Spread across 600,000 villages and 10 million outlets, general trade will continue to remain big in the next 10 years, HUL said in a presentation on its website on 6 June where it outlined Project Maxima, which is focused on precision marketing at scale.
The re-imagining of its supply chain and corner shop strategy is part of the company’s bigger initiative undertaken over the last four years for its entire business with initiatives like Winning in Many Indias (WiMi), which divides the country into 14 zones.
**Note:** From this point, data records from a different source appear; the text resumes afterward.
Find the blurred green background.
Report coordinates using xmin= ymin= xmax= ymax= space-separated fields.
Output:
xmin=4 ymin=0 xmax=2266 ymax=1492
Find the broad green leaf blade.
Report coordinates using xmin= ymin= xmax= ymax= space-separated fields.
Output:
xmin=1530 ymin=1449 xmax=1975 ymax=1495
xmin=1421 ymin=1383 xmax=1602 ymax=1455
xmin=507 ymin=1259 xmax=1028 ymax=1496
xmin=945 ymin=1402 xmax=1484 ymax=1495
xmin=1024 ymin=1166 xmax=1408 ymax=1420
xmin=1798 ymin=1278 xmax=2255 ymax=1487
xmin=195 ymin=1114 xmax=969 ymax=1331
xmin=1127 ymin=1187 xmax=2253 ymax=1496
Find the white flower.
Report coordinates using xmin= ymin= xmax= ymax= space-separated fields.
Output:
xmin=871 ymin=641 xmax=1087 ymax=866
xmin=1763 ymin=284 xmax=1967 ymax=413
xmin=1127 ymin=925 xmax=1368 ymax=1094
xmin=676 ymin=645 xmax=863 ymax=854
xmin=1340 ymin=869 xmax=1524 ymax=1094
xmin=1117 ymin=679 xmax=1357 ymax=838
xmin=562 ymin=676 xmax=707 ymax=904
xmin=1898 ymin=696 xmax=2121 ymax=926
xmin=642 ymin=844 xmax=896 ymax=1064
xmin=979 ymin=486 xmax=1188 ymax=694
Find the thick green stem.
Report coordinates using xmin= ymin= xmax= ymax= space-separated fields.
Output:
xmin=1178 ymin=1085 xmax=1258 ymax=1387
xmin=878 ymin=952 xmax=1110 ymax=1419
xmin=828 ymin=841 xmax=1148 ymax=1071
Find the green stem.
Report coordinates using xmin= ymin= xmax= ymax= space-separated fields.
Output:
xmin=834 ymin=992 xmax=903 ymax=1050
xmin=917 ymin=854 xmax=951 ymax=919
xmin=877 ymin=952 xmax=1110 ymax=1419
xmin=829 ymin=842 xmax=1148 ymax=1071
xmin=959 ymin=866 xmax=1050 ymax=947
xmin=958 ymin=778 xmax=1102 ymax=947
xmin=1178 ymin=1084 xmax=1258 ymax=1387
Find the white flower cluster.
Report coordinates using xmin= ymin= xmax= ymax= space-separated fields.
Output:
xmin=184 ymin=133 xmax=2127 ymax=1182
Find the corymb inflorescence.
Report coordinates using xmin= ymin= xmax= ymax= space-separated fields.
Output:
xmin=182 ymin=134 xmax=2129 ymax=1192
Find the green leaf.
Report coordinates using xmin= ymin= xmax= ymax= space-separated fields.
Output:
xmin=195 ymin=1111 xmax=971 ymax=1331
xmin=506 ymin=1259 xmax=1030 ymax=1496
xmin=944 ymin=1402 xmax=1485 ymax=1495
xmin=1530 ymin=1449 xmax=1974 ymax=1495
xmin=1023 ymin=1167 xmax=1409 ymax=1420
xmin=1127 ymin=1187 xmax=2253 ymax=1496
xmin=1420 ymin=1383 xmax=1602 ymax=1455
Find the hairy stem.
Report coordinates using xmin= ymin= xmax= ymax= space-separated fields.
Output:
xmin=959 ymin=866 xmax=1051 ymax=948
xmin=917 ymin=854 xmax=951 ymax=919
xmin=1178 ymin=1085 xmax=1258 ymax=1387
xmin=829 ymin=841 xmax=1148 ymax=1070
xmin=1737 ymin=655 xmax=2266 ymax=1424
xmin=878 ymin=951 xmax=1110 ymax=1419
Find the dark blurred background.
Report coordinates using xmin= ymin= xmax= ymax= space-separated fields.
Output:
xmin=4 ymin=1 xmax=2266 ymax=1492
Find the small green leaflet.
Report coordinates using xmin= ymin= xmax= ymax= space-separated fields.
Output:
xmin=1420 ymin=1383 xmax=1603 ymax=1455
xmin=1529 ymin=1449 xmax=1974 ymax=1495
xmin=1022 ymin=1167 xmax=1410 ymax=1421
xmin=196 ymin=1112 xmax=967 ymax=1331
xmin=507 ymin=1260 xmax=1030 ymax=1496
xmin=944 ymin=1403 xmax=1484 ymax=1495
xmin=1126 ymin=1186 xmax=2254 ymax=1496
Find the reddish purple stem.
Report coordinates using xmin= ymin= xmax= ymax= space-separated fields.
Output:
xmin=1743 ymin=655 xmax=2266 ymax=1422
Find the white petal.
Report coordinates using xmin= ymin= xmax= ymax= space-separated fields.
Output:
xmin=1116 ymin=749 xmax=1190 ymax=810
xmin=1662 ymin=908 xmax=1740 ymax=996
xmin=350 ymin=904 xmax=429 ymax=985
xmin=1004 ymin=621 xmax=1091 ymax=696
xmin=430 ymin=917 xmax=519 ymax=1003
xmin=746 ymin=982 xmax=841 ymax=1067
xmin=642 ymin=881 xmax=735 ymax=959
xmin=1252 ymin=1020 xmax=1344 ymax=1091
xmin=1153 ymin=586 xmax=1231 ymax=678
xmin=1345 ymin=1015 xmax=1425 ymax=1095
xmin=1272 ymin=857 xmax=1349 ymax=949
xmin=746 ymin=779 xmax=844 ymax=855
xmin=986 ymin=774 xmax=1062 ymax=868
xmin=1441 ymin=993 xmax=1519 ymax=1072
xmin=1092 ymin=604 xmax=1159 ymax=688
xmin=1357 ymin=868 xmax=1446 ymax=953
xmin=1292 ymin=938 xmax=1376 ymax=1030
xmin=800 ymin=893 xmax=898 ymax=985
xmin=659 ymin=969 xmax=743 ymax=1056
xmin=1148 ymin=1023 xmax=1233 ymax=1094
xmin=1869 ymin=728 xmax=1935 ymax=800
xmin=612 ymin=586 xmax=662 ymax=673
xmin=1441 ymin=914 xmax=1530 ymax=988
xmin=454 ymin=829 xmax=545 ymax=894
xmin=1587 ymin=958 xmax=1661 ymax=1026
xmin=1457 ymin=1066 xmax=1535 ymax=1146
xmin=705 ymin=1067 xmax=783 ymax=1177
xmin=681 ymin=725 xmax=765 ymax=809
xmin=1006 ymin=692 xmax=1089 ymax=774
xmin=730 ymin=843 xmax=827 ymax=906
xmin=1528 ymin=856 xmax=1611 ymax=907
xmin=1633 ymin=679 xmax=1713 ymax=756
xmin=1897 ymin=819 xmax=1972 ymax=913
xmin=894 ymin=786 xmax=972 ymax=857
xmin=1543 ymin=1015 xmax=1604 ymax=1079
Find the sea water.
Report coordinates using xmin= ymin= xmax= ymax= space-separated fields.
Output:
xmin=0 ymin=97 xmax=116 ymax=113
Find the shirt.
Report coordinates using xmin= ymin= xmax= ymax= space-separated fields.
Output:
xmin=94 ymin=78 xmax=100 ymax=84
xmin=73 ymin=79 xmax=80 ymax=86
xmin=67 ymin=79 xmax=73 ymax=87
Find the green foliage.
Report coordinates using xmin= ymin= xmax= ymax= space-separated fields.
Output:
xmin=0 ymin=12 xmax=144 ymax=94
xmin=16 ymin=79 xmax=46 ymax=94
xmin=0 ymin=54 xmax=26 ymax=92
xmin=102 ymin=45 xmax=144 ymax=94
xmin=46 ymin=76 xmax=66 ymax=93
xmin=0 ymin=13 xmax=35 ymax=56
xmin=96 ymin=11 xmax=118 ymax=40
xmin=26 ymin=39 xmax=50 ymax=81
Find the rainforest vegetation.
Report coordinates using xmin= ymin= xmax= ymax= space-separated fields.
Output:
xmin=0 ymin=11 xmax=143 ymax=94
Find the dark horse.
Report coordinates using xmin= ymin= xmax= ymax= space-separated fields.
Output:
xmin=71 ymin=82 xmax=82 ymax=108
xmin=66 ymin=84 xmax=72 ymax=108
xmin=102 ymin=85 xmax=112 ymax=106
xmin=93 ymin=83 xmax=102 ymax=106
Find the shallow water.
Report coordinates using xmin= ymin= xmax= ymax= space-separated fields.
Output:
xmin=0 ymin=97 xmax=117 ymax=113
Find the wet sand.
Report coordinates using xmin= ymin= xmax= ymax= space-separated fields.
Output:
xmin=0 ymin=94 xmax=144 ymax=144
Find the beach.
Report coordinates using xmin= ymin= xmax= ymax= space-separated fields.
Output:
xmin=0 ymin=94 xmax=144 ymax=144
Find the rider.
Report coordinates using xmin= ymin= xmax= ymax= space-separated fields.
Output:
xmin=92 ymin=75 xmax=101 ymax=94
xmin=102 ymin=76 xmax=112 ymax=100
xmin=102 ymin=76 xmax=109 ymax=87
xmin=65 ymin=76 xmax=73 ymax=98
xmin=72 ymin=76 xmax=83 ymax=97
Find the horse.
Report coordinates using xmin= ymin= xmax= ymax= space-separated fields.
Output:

Also, management is decentralized with the formation of Cluster Category Business Teams, which are mini-boards for brand building and marketing.
Under Project Maxima, HUL is able to do targeted marketing within 100m of a grocery shop, which it will geofence for distributed marketing and offering. The company plans to extract details such as who visited the grocery store over the last three months, what they bought and when they are likely to buy next time, it said.
The Indian arm of Unilever Plc will achieve this through the use of predictive analytics, cloud technology, Internet of Things and artificial intelligence. “HUL’s data strategy would be how do we acquire, how do we store, how do we use this data and how do we manage it. In this VUCA (volatility, uncertainty, complexity and ambiguity) world, HUL will prefer to disrupt than be disrupted,” the company said.
The company is using predictive analytics, Jarvis—a software that uses several artificial intelligence techniques—to gauge demand, volume, sales and profit scenarios under different simulated scenarios. Also, with the use of artificial intelligence, the software keeps improvising itself. “Error percentage is barely 3-4%,” the company said.
The company is also listening in to conversations on social platforms and picking up trends. Based on searches done by consumers, the company has created micro-marketing strategies. This has resulted in a 225% increase in reach and a two-fold increase in engagement during events such as Lakme Fashion Week, resulting in 20% increase in sales, it said.
The company will continue to focus on modern trade and e-commerce as well. E-commerce already accounts for 1.5% of overall revenues and growth and profitability is higher in the e-commerce and modern trade channels compared to general trade, HUL said.